La Nuit introuvable, Gabrielle Tuloup

Nathan Weiss, expatrié en Slovénie, se voit contraint de retourner en France au chevet de sa mère atteinte de la maladie d'Alzheimer. Ces deux-là ne se sont plus vu depuis le décès du père, quatre ans plus tôt.


C'est Jeanne,  la voisine de Marthe, la mère de Nathan, qui l'a prévenue de l'état de la vieille d'âme. Son esprit s'enfuit, mieux vaut venir avant qu'elle ne sombre complètement dans la nuit. Nathan obéit sans pour autant bien comprendre ce qui le pousse à rendre visite à cette femme qui a toujours tenu ses distances avec lui. L'amour, c'était son père qui lui transmettait. Marthe restait dans son coin, le surveillait, mais ne lui témoignait jamais de marque d'affection.
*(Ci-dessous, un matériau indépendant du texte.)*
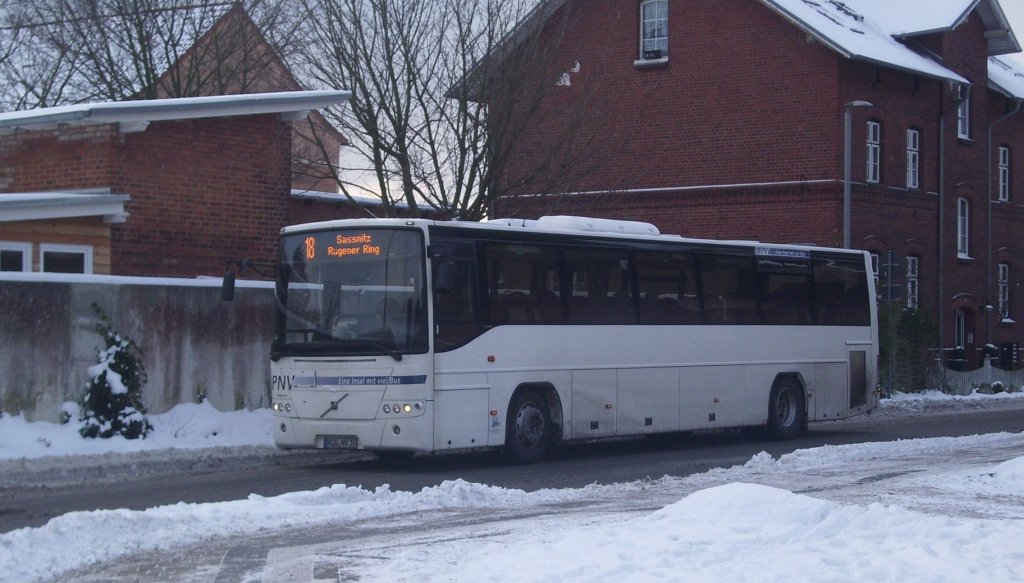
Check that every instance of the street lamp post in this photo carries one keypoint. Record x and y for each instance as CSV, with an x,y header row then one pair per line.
x,y
847,163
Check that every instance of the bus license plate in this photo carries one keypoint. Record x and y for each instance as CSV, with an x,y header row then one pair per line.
x,y
341,442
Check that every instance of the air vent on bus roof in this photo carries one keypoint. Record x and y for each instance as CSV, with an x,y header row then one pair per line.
x,y
562,222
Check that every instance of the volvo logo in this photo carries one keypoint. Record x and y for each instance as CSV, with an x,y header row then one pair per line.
x,y
334,406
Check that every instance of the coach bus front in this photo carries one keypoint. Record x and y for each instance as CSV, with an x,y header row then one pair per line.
x,y
350,366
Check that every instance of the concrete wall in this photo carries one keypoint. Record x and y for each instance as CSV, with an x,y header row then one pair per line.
x,y
192,340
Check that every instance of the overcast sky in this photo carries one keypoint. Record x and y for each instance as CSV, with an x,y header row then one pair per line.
x,y
1015,12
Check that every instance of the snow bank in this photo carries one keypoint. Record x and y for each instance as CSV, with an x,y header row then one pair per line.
x,y
187,426
29,554
736,532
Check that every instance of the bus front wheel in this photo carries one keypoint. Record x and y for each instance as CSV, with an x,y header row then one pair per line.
x,y
786,413
529,427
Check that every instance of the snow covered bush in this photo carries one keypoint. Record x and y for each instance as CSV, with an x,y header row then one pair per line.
x,y
113,401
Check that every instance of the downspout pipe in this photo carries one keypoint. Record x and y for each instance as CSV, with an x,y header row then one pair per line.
x,y
940,304
988,235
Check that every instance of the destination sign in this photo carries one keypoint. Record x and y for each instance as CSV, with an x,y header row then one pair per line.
x,y
343,246
777,252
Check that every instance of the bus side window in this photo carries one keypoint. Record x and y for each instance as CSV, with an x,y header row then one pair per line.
x,y
667,288
600,286
522,285
841,293
729,291
455,315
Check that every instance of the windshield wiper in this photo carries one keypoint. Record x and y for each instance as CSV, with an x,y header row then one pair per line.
x,y
384,347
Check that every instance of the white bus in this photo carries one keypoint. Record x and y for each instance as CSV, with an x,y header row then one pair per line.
x,y
400,336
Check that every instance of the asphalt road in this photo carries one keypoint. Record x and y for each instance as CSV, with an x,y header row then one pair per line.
x,y
574,465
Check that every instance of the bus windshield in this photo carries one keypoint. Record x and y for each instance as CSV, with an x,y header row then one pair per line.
x,y
351,292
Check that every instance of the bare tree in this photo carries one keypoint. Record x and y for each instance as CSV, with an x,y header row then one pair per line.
x,y
84,50
441,90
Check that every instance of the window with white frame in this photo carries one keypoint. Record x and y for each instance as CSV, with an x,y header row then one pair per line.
x,y
653,30
1004,173
963,228
964,113
912,158
912,278
960,329
873,152
1004,287
15,256
66,258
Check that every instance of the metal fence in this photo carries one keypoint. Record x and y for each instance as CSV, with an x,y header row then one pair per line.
x,y
988,377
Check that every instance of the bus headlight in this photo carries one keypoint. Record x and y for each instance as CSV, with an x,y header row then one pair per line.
x,y
403,409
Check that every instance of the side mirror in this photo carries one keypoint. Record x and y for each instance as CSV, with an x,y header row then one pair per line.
x,y
227,287
444,277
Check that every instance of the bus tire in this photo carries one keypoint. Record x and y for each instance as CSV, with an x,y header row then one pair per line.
x,y
392,457
786,410
529,428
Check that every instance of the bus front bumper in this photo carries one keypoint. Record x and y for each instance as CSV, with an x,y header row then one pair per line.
x,y
411,433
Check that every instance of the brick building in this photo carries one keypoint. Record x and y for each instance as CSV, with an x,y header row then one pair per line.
x,y
725,119
157,188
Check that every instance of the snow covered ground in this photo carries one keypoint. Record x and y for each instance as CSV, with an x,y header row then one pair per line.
x,y
939,509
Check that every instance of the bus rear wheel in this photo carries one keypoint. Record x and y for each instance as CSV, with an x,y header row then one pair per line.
x,y
529,427
786,413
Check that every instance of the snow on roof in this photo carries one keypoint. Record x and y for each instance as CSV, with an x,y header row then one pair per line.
x,y
860,30
363,200
36,206
910,17
143,112
1007,76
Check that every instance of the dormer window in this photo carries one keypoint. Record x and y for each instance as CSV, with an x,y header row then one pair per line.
x,y
964,113
653,30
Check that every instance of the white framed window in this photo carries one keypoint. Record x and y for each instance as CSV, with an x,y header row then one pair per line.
x,y
912,279
960,329
653,30
65,258
963,228
15,256
873,152
964,114
1004,287
912,158
1004,173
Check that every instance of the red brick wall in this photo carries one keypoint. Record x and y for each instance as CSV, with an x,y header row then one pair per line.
x,y
745,98
71,158
202,192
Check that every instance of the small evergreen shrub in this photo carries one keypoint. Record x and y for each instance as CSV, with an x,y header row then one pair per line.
x,y
113,401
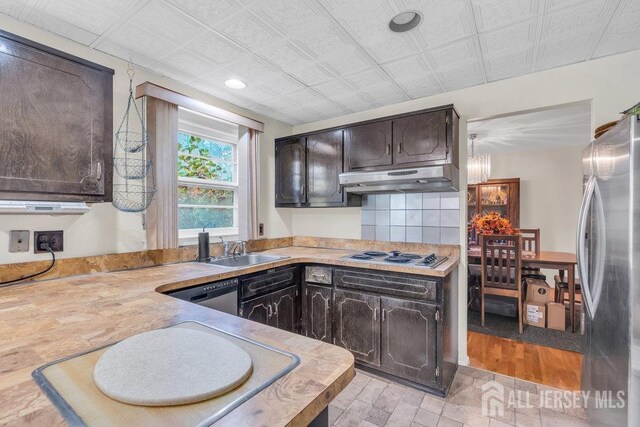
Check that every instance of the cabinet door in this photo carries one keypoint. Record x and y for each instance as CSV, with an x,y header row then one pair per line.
x,y
317,312
285,309
324,164
368,145
55,124
420,138
409,343
258,309
358,325
290,172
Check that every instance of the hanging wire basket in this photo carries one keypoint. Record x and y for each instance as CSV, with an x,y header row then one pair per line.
x,y
131,168
131,137
132,197
131,134
131,141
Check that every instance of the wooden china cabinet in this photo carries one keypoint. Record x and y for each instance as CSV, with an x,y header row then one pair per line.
x,y
495,195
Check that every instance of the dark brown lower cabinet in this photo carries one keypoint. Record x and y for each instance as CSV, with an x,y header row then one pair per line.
x,y
278,309
258,309
408,339
285,309
358,325
317,318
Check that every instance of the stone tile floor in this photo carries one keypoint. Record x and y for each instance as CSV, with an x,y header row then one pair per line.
x,y
370,400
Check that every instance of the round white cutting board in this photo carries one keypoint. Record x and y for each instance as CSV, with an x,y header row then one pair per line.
x,y
172,366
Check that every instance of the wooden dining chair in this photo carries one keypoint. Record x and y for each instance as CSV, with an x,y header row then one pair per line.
x,y
531,240
531,243
501,272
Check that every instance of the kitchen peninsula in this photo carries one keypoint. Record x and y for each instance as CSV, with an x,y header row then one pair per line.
x,y
70,315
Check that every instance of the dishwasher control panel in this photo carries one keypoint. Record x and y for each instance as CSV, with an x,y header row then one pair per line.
x,y
218,285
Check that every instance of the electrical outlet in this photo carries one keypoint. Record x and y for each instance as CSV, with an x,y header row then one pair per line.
x,y
53,238
19,241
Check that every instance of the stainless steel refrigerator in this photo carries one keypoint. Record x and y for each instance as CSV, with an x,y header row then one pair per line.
x,y
608,250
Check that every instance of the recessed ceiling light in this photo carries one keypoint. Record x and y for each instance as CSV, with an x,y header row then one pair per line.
x,y
235,84
404,21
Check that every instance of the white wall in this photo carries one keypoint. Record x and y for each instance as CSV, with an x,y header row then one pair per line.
x,y
105,230
550,192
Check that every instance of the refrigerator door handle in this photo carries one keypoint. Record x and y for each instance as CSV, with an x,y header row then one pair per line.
x,y
580,244
597,279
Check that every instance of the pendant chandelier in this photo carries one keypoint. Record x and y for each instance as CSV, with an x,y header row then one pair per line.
x,y
478,165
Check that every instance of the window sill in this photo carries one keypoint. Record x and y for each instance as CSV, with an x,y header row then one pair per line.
x,y
190,237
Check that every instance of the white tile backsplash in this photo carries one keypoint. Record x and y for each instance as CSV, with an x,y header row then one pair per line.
x,y
368,232
397,201
449,218
382,233
397,217
414,217
414,201
430,234
431,201
418,218
397,234
382,217
368,218
450,201
382,201
430,218
413,234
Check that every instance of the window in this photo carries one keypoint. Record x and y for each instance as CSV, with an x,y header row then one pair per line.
x,y
208,171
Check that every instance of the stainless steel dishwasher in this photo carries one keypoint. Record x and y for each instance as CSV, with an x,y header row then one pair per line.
x,y
222,296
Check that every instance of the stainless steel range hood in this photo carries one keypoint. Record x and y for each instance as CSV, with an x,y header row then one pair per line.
x,y
429,179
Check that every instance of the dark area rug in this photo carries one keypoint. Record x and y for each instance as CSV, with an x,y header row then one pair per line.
x,y
507,327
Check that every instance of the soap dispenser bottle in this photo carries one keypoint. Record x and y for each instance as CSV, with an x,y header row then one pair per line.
x,y
203,246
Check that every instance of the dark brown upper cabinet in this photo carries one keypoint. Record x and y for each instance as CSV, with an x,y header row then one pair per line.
x,y
368,145
421,138
324,164
56,124
307,170
308,165
291,165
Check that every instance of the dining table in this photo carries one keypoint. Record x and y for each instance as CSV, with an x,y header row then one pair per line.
x,y
561,261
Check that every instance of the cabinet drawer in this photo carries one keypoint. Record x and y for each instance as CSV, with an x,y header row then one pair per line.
x,y
314,274
269,281
401,285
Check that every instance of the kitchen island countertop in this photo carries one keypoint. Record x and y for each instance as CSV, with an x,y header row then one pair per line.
x,y
48,320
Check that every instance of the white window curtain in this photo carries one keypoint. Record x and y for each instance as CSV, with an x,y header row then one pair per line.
x,y
162,214
162,127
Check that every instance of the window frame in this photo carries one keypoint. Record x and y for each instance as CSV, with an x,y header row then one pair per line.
x,y
189,236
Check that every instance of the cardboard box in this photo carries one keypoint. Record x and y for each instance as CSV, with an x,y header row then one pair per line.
x,y
538,291
556,316
534,313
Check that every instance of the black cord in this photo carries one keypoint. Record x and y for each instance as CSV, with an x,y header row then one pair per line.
x,y
53,262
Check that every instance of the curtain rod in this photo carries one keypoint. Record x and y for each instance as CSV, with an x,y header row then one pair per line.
x,y
159,92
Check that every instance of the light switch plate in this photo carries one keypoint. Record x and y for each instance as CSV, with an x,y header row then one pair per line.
x,y
19,241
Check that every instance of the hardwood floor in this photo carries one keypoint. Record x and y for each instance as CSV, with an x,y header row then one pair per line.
x,y
543,365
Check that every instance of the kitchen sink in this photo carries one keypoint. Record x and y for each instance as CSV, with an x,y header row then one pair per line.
x,y
246,260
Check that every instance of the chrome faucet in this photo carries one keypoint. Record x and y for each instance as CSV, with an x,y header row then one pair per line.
x,y
225,247
233,248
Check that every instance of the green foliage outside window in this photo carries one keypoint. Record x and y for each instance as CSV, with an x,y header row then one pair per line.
x,y
208,160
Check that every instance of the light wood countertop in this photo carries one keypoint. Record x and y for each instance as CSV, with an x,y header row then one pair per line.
x,y
48,320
La mort de Jacques a acté une séparation mère-fils évidente pour les deux. Il était le seul lien qui les unissait encore.
"Brouillés ? Non. Je ne me rappelle pas une seule dispute. Je crois plutôt que nous nous étions oubliés à force d'indifférence".

"La douleur aurait pu nous rapprocher, elle nous a achevés".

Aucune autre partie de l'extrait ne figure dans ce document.